Mario Draghi warned that Europe must learn to work together and with the US after what he called Donald Trump’s “brutal wake-up call.”
In Summary
- Mario Draghi says Trump’s election was a “brutal wake-up call” for Europe.
- EU has become a “marginal spectator” in global crises.
- Calls for common EU debt to fund defence, energy, and technology.
- Says Euroscepticism stems from doubts about EU’s ability to defend its values.
Speaking at the Rimini Meeting on Friday, the former Italian premier and ex-European Central Bank president said the EU had become a “marginal spectator” in world affairs.
A Union Under Pressure
Draghi said the EU had overestimated its geopolitical influence for too long. “For years, the European Union believed that its economic dimension, with 450 million consumers, brought with it geopolitical power,” he told the audience. “This year will be remembered as the year this illusion evaporated.”

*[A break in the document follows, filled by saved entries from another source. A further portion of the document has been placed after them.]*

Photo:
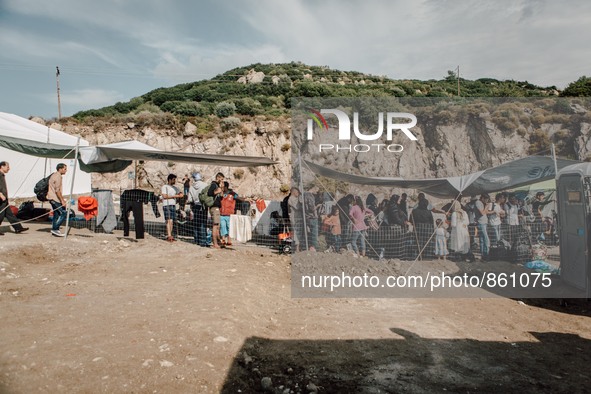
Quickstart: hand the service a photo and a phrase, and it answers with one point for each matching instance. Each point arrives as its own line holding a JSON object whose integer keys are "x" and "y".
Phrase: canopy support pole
{"x": 301, "y": 186}
{"x": 555, "y": 163}
{"x": 71, "y": 188}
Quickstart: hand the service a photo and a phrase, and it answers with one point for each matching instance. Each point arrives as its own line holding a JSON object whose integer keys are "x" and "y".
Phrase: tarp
{"x": 27, "y": 169}
{"x": 115, "y": 157}
{"x": 510, "y": 175}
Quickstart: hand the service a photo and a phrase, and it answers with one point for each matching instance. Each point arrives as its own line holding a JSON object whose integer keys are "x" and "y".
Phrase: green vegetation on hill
{"x": 224, "y": 96}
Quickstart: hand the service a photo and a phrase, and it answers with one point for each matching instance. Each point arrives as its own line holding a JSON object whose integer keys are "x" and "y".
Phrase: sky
{"x": 113, "y": 50}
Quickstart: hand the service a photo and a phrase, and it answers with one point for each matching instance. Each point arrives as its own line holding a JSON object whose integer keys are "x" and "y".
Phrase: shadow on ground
{"x": 551, "y": 362}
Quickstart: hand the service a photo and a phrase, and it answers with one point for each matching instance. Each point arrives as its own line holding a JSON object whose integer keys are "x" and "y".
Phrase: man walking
{"x": 5, "y": 210}
{"x": 169, "y": 195}
{"x": 56, "y": 199}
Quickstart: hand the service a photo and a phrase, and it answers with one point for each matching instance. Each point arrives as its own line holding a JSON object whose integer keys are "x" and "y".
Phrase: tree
{"x": 581, "y": 87}
{"x": 225, "y": 109}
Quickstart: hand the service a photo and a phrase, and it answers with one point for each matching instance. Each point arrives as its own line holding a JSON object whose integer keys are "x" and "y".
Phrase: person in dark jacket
{"x": 422, "y": 220}
{"x": 216, "y": 190}
{"x": 396, "y": 229}
{"x": 5, "y": 211}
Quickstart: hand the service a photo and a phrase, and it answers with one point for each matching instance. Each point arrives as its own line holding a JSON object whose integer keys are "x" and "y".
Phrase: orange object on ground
{"x": 261, "y": 206}
{"x": 88, "y": 206}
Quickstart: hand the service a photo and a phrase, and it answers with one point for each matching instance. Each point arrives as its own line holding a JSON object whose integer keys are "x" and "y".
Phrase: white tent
{"x": 26, "y": 170}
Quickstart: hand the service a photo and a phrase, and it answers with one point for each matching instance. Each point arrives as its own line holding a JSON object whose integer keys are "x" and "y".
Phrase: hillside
{"x": 268, "y": 88}
{"x": 245, "y": 111}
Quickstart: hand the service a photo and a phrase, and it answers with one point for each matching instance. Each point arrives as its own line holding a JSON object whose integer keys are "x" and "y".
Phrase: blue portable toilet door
{"x": 572, "y": 214}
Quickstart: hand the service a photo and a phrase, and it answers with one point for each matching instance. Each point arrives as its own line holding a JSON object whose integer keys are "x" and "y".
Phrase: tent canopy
{"x": 115, "y": 157}
{"x": 27, "y": 169}
{"x": 510, "y": 175}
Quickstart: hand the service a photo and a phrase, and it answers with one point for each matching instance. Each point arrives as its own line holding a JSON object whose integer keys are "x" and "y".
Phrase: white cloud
{"x": 87, "y": 98}
{"x": 208, "y": 62}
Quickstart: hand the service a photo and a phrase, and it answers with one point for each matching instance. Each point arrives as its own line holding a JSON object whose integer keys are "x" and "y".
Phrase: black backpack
{"x": 42, "y": 188}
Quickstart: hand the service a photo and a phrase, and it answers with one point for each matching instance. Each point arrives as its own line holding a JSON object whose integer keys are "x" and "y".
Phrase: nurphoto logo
{"x": 393, "y": 125}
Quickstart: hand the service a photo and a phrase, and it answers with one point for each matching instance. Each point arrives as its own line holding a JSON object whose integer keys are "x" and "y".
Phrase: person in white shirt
{"x": 495, "y": 214}
{"x": 199, "y": 211}
{"x": 481, "y": 218}
{"x": 513, "y": 218}
{"x": 169, "y": 195}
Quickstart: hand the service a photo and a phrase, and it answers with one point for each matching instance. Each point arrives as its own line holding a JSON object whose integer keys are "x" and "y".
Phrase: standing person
{"x": 371, "y": 202}
{"x": 357, "y": 214}
{"x": 513, "y": 216}
{"x": 216, "y": 191}
{"x": 422, "y": 220}
{"x": 334, "y": 224}
{"x": 56, "y": 199}
{"x": 169, "y": 195}
{"x": 538, "y": 225}
{"x": 5, "y": 210}
{"x": 186, "y": 184}
{"x": 228, "y": 207}
{"x": 496, "y": 213}
{"x": 344, "y": 205}
{"x": 403, "y": 204}
{"x": 460, "y": 238}
{"x": 481, "y": 217}
{"x": 311, "y": 220}
{"x": 440, "y": 240}
{"x": 296, "y": 216}
{"x": 199, "y": 211}
{"x": 183, "y": 201}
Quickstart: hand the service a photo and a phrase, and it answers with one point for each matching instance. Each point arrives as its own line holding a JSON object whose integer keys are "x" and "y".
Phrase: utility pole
{"x": 458, "y": 80}
{"x": 59, "y": 105}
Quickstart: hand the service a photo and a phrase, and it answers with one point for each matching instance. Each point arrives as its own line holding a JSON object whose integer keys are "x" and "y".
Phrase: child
{"x": 440, "y": 240}
{"x": 334, "y": 224}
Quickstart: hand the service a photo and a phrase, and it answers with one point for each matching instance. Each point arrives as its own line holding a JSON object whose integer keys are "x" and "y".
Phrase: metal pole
{"x": 458, "y": 80}
{"x": 72, "y": 188}
{"x": 303, "y": 198}
{"x": 555, "y": 163}
{"x": 59, "y": 105}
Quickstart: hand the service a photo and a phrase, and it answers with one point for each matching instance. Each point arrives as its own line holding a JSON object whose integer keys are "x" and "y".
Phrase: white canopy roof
{"x": 26, "y": 169}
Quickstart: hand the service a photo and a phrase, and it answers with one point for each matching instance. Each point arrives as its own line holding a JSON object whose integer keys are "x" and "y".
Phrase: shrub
{"x": 248, "y": 106}
{"x": 225, "y": 109}
{"x": 229, "y": 123}
{"x": 238, "y": 173}
{"x": 539, "y": 142}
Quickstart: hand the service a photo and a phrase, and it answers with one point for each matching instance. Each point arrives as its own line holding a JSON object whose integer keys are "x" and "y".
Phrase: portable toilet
{"x": 573, "y": 188}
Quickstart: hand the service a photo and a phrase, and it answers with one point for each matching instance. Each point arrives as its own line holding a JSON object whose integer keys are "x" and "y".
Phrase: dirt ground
{"x": 100, "y": 313}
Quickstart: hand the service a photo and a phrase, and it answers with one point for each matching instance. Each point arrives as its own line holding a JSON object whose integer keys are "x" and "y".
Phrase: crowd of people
{"x": 399, "y": 228}
{"x": 216, "y": 200}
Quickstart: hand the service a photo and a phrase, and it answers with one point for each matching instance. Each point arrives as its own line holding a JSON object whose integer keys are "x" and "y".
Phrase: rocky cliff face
{"x": 255, "y": 138}
{"x": 444, "y": 148}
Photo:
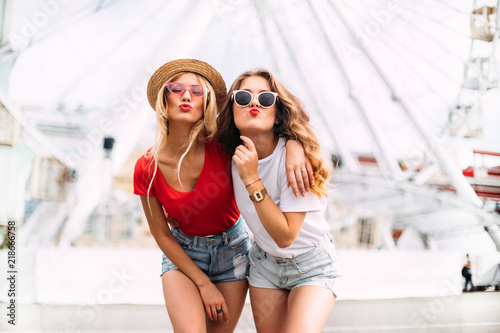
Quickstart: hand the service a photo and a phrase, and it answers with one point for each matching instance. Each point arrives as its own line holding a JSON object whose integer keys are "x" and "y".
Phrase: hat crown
{"x": 171, "y": 68}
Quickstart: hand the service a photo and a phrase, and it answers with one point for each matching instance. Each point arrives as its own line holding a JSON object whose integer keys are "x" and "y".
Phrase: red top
{"x": 209, "y": 209}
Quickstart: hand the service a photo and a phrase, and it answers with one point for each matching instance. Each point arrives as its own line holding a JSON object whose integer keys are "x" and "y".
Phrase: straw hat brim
{"x": 171, "y": 68}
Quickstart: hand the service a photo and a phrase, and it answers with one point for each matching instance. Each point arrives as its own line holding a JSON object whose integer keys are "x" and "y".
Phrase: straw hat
{"x": 173, "y": 67}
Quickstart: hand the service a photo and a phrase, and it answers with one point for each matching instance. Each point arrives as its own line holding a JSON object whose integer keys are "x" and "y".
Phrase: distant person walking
{"x": 466, "y": 273}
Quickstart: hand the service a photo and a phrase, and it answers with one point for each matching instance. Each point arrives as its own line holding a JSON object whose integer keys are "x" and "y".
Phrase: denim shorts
{"x": 222, "y": 257}
{"x": 318, "y": 267}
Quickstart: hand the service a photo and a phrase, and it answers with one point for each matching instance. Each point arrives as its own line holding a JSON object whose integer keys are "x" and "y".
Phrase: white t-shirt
{"x": 273, "y": 174}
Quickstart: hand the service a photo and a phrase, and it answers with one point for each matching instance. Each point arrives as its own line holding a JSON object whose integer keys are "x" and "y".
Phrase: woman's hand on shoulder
{"x": 246, "y": 159}
{"x": 299, "y": 172}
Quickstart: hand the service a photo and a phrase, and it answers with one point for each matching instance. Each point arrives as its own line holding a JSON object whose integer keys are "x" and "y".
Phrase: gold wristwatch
{"x": 258, "y": 195}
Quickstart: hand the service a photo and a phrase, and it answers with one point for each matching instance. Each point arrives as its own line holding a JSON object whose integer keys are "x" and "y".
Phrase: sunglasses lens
{"x": 266, "y": 99}
{"x": 242, "y": 98}
{"x": 176, "y": 88}
{"x": 197, "y": 91}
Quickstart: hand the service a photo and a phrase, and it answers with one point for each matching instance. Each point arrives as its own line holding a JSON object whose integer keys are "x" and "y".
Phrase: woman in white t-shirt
{"x": 293, "y": 258}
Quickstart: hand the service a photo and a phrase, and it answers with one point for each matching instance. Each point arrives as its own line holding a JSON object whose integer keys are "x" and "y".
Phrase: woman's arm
{"x": 211, "y": 296}
{"x": 282, "y": 227}
{"x": 299, "y": 172}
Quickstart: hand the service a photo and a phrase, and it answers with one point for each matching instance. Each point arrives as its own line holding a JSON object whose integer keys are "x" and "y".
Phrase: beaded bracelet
{"x": 253, "y": 182}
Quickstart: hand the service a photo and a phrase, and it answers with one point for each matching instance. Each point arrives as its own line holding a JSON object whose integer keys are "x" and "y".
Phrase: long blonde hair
{"x": 202, "y": 131}
{"x": 293, "y": 121}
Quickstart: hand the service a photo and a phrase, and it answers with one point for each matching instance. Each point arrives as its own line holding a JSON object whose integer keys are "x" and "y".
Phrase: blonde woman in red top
{"x": 186, "y": 173}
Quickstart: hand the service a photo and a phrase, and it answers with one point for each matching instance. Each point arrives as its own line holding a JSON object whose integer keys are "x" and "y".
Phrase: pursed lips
{"x": 185, "y": 107}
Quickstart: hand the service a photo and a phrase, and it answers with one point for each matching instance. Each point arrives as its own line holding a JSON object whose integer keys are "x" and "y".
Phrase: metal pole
{"x": 463, "y": 188}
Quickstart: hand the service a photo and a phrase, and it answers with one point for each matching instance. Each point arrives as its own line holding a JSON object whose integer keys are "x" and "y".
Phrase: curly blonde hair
{"x": 203, "y": 130}
{"x": 293, "y": 122}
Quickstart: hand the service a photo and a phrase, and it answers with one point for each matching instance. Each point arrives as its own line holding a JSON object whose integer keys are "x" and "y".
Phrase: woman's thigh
{"x": 309, "y": 308}
{"x": 184, "y": 305}
{"x": 269, "y": 307}
{"x": 234, "y": 293}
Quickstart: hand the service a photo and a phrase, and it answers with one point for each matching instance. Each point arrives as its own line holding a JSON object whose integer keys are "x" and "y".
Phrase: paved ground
{"x": 471, "y": 312}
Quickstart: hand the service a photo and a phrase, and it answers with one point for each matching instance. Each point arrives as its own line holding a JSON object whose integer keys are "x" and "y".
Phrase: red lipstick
{"x": 185, "y": 107}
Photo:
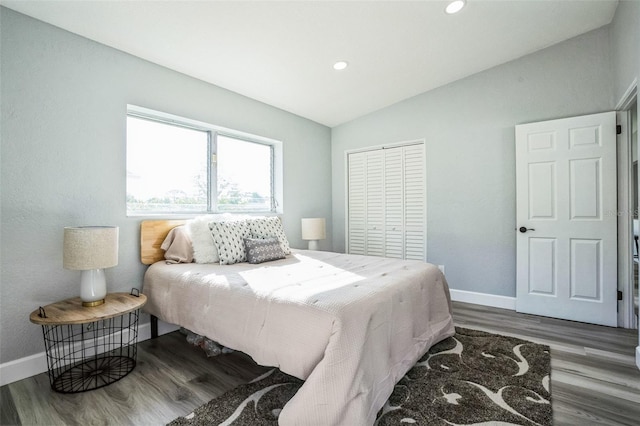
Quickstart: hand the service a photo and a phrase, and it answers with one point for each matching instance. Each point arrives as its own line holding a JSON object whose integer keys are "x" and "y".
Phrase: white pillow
{"x": 265, "y": 227}
{"x": 198, "y": 229}
{"x": 229, "y": 239}
{"x": 204, "y": 249}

He cited the bloc’s limited role in Ukraine and Gaza, US tariffs on European goods, and China’s growing dominance. “China has made it clear that it does not consider Europe an equal partner and is using its control of rare earths to make our dependence increasingly binding,” Draghi said, drawing loud applause.
Call for Common Debt
Draghi repeated his long-standing argument that Europe must issue joint debt to fund major projects. “Only forms of common debt can support large-scale European projects that insufficient, fragmented national efforts would never be able to implement,” he said.
He pointed to defence, energy networks, and disruptive technologies as areas where national budgets fall short. Echoing his past remarks on “good debt and bad debt,” he said some investments now only make sense at European scale.
Trump and Transatlantic Tensions
Draghi said Trump’s election had forced Europe to confront its vulnerabilities. “The second push for my report on competitiveness was a much more brutal wake-up call, the one Trump gave us,” he said. “The US elections changed everything.”
He recalled that in late 2023 there was “a general sense of calm” in Brussels and industry circles. Now, he argued, the EU must “pull together” and “learn to get along.”
Defending Values
Despite growing Euroscepticism, Draghi said public doubts do not target the EU’s founding principles. “In my view, it is not scepticism about the values on which the European Union was founded: democracy, peace, freedom, independence, sovereignty, prosperity, equity and social protection,” he said. “Rather, I believe the scepticism concerns the European Union’s ability to defend these values.”
He urged EU states to adapt to shifting global realities or risk irrelevance. “When problems change so much that the pre-existing organisation becomes fragile and vulnerable, it must change,” Draghi concluded.